Questions surrounding the tax treatment of income have dogged the private equity industry for years. The latest twist on this theme, however, is slightly convoluted: According to news reports, New York’s Democratic attorney general is looking at whether firms like Bain, TPG Capital and Kohlberg Kravis & Roberts, converted one form of income into another, which would carry the lower tax rate.

It all boils down to the fact that a typical private equity fund — like venture capital and hedge funds – charges its investors two separate kinds of fees. The first is the management fee, typically around 2 percent, which is levied to cover the firm’s overhead expenses and keep the lights turned on and all the employees paid. This is taxed as ordinary income. The second — which generates the lion’s share of returns for investors – is what is known as “carried interest.” This is what all the fuss is about. Carried interest is a kind of incentive fee, payable to Bain when it generates profits for its limited partners, and typically hovers around 20 percent of whatever those profits are once a certain threshold has been crossed. (Some very successful hedge funds charge much higher “carries,” with Steve Cohen’s SAP rumored to have asked its investors to pay it as much as half of all profits on some of its funds.)

The kerfuffle? New York Attorney General Eric Schneiderman, who has ties to the Obama administration, is probing a tactic used by some of the largest private equity funds. Many of them don’t need to use all of the management fees to cover their costs — their funds are large enough (in the billions of dollars) and they have enough in the bank to keep operating without needing the 2 percent or so they collect each year. So, some of the financial wizards toiling within the buyout firms (or their equally wizardly accountants) thought to themselves, hey, why not take that fee income and divert it into investments? That way, when the investments pay off, the taxes owed will be at the current federal capital gains rate of 15 percent, rather than the top bracket of 35 percent on ordinary income.

Schneiderman, whose office has subpoenaed documents from a cluster of the top private equity shops (including Bain) may have a tough time making his case, however. It’s certainly arguable whether carried interest should be taxed at the capital gains rate; after all, the investments made by a buyout firm aren’t at all like those that you or I might make when we decide to invest a few thousand dollars in Apple or Microsoft stock. Regardless, that’s how the tax law stands today, and unless and until it is changed, that’s the tax rule that applies to carried interest. Schneiderman may have to prove that the reason that the buyout firms convert this fee income into investment income is to avoid paying taxes at a higher rate. At present, this is a legal grey area — long after the U.S. Internal Revenue Service acknowledged it was studying such tax techniques, but then failed to follow up with any kind of public announcement or action.

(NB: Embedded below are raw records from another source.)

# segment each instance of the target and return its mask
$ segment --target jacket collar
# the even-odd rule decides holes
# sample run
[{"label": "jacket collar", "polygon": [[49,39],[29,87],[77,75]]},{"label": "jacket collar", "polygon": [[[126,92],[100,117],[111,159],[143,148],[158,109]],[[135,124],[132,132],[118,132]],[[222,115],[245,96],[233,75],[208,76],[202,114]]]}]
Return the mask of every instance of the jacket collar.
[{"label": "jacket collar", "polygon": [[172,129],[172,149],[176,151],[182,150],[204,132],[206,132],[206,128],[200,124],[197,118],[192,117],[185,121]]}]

Certainly, winning more favorable tax treatment for their income is a consideration, as buyout managers would tell you privately. After all, they are rational beings. But almost all of them would assert – and a majority of them would truly believe — that the tax issue is just a side benefit. They’d argue, with conviction, that the primary reason behind these “management fee waivers” isn’t to duck taxes, but to seek to maximize returns by investing fee income that they don’t need to pay out or bank to meet other needs. They’re taking the risk – they might lose their shirts completely — so they deserve the reward, they will argue. In other words, it will boil down to the same old familiar argument about how carried interest is taxed.

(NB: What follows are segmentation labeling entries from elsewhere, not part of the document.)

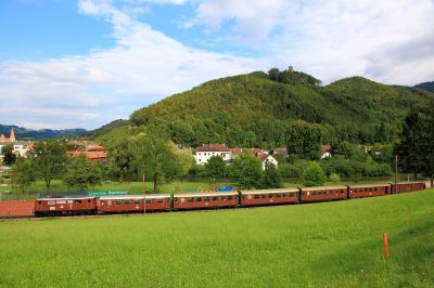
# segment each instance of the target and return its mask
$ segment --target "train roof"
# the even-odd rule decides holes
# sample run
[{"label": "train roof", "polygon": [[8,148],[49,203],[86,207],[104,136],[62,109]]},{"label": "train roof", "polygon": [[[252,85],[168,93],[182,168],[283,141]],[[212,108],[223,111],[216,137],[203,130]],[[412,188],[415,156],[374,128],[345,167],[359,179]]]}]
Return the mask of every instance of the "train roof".
[{"label": "train roof", "polygon": [[226,192],[202,192],[202,193],[177,193],[174,197],[213,197],[213,196],[233,196],[238,195],[237,191]]},{"label": "train roof", "polygon": [[[392,185],[395,185],[395,183],[390,183]],[[425,184],[423,181],[412,181],[412,182],[398,182],[396,184]]]},{"label": "train roof", "polygon": [[314,187],[301,187],[302,191],[322,191],[322,189],[346,189],[346,186],[314,186]]},{"label": "train roof", "polygon": [[385,186],[391,186],[391,183],[353,184],[353,185],[348,185],[348,187],[350,187],[350,188],[385,187]]},{"label": "train roof", "polygon": [[167,198],[171,197],[171,194],[145,194],[144,198]]},{"label": "train roof", "polygon": [[105,195],[99,197],[101,200],[112,199],[143,199],[144,195]]},{"label": "train roof", "polygon": [[43,197],[43,198],[37,198],[36,201],[43,201],[43,200],[50,200],[50,201],[56,201],[56,200],[82,200],[82,199],[94,199],[94,196],[77,196],[77,197],[55,197],[55,198],[50,198],[50,197]]},{"label": "train roof", "polygon": [[286,193],[286,192],[298,192],[298,188],[279,188],[279,189],[250,189],[240,191],[242,194],[271,194],[271,193]]}]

But there is a wrinkle in all this. To the extent that Schneiderman’s office finds, in the midst of all the documents it has subpoenaed, a pattern showing that this kind of fee conversion took place in any unusual way — for instance, that management fees were directed primarily to funds that clearly were poised to outperform, or that this only took place in some years, then the New York attorney general will have some ammunition at his disposal. Any signs of selectivity when it comes to management fee waivers may signal that this wasn’t routine business practice, but done only when the buyout shop figured it stood a lower chance of losing any money. That, in turn, begs the question of whether the money was ever really “at risk,” and thus whether any profits deserve to be taxed at the lower rate.

The real question here is at what point either the private equity industry or its critics are prepared to holler “uncle” and give in. The debate surrounding the appropriate tax treatment of carried interest is one that just won’t go away, and this year it’s likely to lodge itself firmly in the spotlight, given Romney’s past history at Bain. His wealth comes at least in part from the fact that he has paid a much smaller percentage of his income on tax in many years than an average American. At a time when the wealth gap appears to be widening, that is difficult to explain, especially when small businessmen — all of whom also take risks with their own small companies — don’t benefit from the lower tax rate on their own earned incomes.

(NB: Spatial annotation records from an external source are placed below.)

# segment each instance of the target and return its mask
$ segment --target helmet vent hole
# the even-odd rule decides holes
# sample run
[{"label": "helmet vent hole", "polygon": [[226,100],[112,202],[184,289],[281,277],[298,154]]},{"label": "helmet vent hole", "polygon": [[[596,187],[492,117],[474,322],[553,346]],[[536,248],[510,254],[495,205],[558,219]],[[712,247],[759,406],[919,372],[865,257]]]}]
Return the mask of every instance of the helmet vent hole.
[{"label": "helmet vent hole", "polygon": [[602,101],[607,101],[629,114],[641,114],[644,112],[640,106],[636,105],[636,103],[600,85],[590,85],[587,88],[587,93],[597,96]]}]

Ultimately, this is a question that can only be decided in Congress. Perhaps Schneiderman can make life painful enough for private equity firms that they will be willing to cut a deal, but it’s unlikely. Any kind of settlement may well be viewed as a tacit admission that current tax treatment of carried interest is open to question — and that’s a “no go” area for the buyout industry and its supporters. Look for the next few months to generate a lot more headlines — but no real solution.